How to turn hydrogen into metal: Crush it with diamonds
Hydrogen makes galaxies shine. Image: REUTERS/HUDF/NASA
This is a story of a gas acting in a way it shouldn’t.
For the first time, physicists from Harvard University turned hydrogen into metal. It proves a concept that was first predicted over 80 years ago by physicists who won the Nobel prize for their work.
Hydrogen, the tiniest element on the periodic table with just one proton and one electron per atom, is a gas at room temperature and normal atmospheric pressure. Usually, hydrogen atom will find another and form a stable molecule. These molecules like to quickly bounce around and take up a lot of space—which is what makes them a gas. (It’s actually rare to find hydrogen on its own in our atmosphere; because it weighs so little Earth’s gravity doesn’t hold it down well.)

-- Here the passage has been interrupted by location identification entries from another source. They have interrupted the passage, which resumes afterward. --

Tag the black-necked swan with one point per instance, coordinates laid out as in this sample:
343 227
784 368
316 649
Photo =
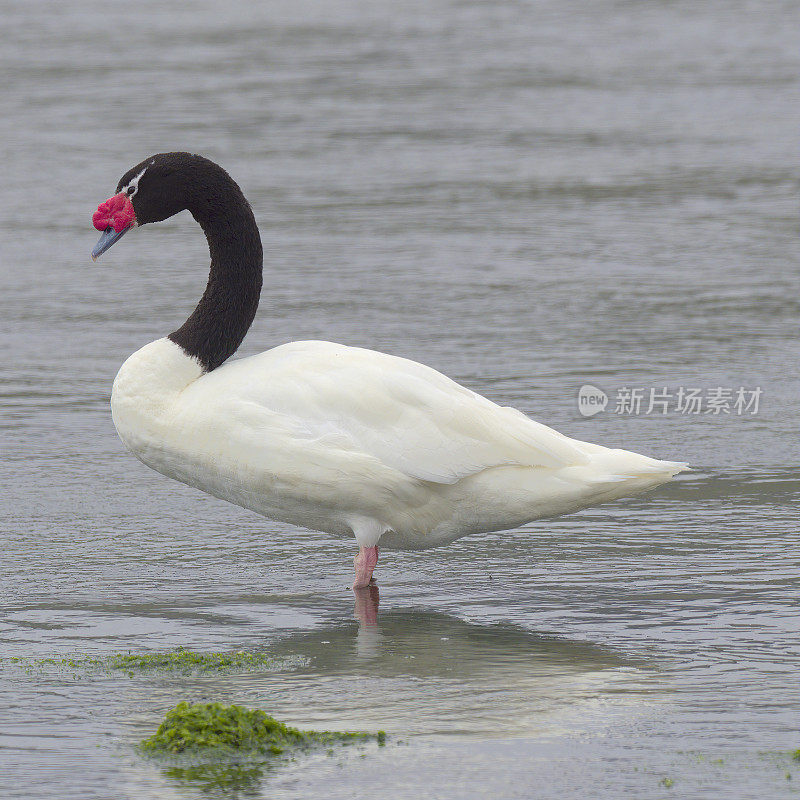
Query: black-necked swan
333 438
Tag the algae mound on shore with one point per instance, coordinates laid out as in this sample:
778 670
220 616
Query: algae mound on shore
192 728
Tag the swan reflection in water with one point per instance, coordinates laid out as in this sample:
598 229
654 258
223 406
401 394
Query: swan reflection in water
421 672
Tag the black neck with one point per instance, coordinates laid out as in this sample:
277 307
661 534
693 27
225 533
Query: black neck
227 308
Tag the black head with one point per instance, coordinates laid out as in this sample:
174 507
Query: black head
158 188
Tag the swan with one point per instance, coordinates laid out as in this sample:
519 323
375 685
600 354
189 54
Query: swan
333 438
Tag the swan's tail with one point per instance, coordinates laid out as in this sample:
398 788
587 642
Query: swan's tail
611 474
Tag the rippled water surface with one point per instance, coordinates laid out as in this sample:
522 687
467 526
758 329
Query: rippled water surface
529 197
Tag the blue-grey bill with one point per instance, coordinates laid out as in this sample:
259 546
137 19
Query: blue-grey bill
106 240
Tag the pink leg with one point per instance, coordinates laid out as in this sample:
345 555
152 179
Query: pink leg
365 562
366 610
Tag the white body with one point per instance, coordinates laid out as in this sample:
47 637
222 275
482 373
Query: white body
352 441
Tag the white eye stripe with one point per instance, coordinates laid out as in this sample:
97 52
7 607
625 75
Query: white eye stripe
133 184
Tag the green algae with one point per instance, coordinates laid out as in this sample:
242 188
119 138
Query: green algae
180 660
228 780
193 729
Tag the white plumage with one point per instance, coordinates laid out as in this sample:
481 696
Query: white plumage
352 441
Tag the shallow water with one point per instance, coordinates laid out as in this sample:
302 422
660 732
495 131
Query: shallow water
528 197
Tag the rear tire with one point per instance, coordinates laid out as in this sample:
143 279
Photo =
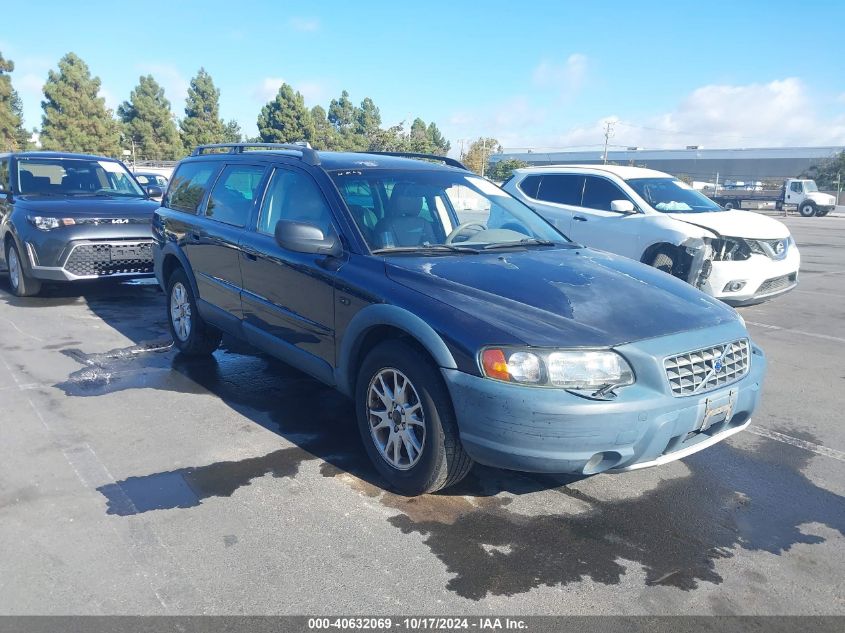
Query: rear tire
400 393
664 261
191 334
807 209
22 285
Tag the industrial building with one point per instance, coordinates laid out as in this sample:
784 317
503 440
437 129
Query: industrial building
697 163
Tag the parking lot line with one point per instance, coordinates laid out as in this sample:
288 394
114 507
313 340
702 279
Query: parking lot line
826 337
818 449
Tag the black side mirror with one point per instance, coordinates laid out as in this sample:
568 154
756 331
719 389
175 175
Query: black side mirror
302 237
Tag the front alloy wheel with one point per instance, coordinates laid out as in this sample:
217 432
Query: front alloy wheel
396 419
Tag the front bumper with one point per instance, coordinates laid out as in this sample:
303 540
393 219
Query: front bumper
553 431
764 278
94 259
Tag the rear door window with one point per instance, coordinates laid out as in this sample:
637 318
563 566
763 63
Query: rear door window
530 185
562 189
234 194
190 182
600 192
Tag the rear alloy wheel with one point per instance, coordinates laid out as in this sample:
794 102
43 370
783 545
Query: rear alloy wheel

But it’s possible to change the state of any element by speeding up or slowing down their molecules, or by giving them more or less room to bounce around. The lower the temperature, the slower molecules move. In this case, the researchers slowed these molecules way down to the point where they were barely moving by cooling them to 5.5 Kelvins (-267.65 °C). At that point, the hydrogen molecules arrange themselves in a lattice structure. Then, they squashed the molecules together to 495 gigapascals, which is nearly 5 million times the pressure we feel at sea level.
When super-cold hydrogen molecules get really close together, something strange happens. “Eventually [the molecules] get so close that two atoms that are in a molecule can’t distinguish whether they should be in that molecule or the adjacent one,” says Isaac Silvera, the lead author of the paper published (paywall) Jan. 26 in the journal Science. Instead of having separate molecules in the lattice, the atoms form a tightly packed mass that all share their electrons—just like a metal.
The research team tested the hydrogen’s metallic properties by shining a light on the sample and measuring how reflective it was. Although they can’t tell if the cold, condensed hydrogen was a liquid or solid, low-energy laser beams bounced back like the scientists would expect them to if the surface was a metal.
To make the metallic hydrogen, Silvera and his colleague, Ranga Dias, used an apparatus called a diamond anvil cell, which, as its name suggests, uses diamonds to apply pressure to chemical samples. “Diamonds are the hardest material we know,” says Silvera. They can withstand a lot of pressure, and are transparent to light and X-rays, which makes the smooshed sample inside the anvil cell easier to study. In this case, they used synthetic diamonds, which have no impurities. They were also coated with a thin layer of aluminum oxide to prevent the hydrogen molecules from seeping into the gemstones.
Silvera thinks that because of the way molecules rearrange themselves in metallic hydrogen, there’s a possibility that when warmed up again it could maintain its structure and be a superconductor. Metals like copper found in wires can conduct electricity, but some of the energy is lost to heat (think about how a lightbulb with filament is hot to the touch). Superconductors can transport electricity without losing any energy, but have only existed at very low temperatures so far, making them impractical for most uses, since keeping things that cold requires lots of energy. In the near future, Silvera plans to conduct research to figure out if, in fact, metallic hydrogen is a room-temperature superconductor.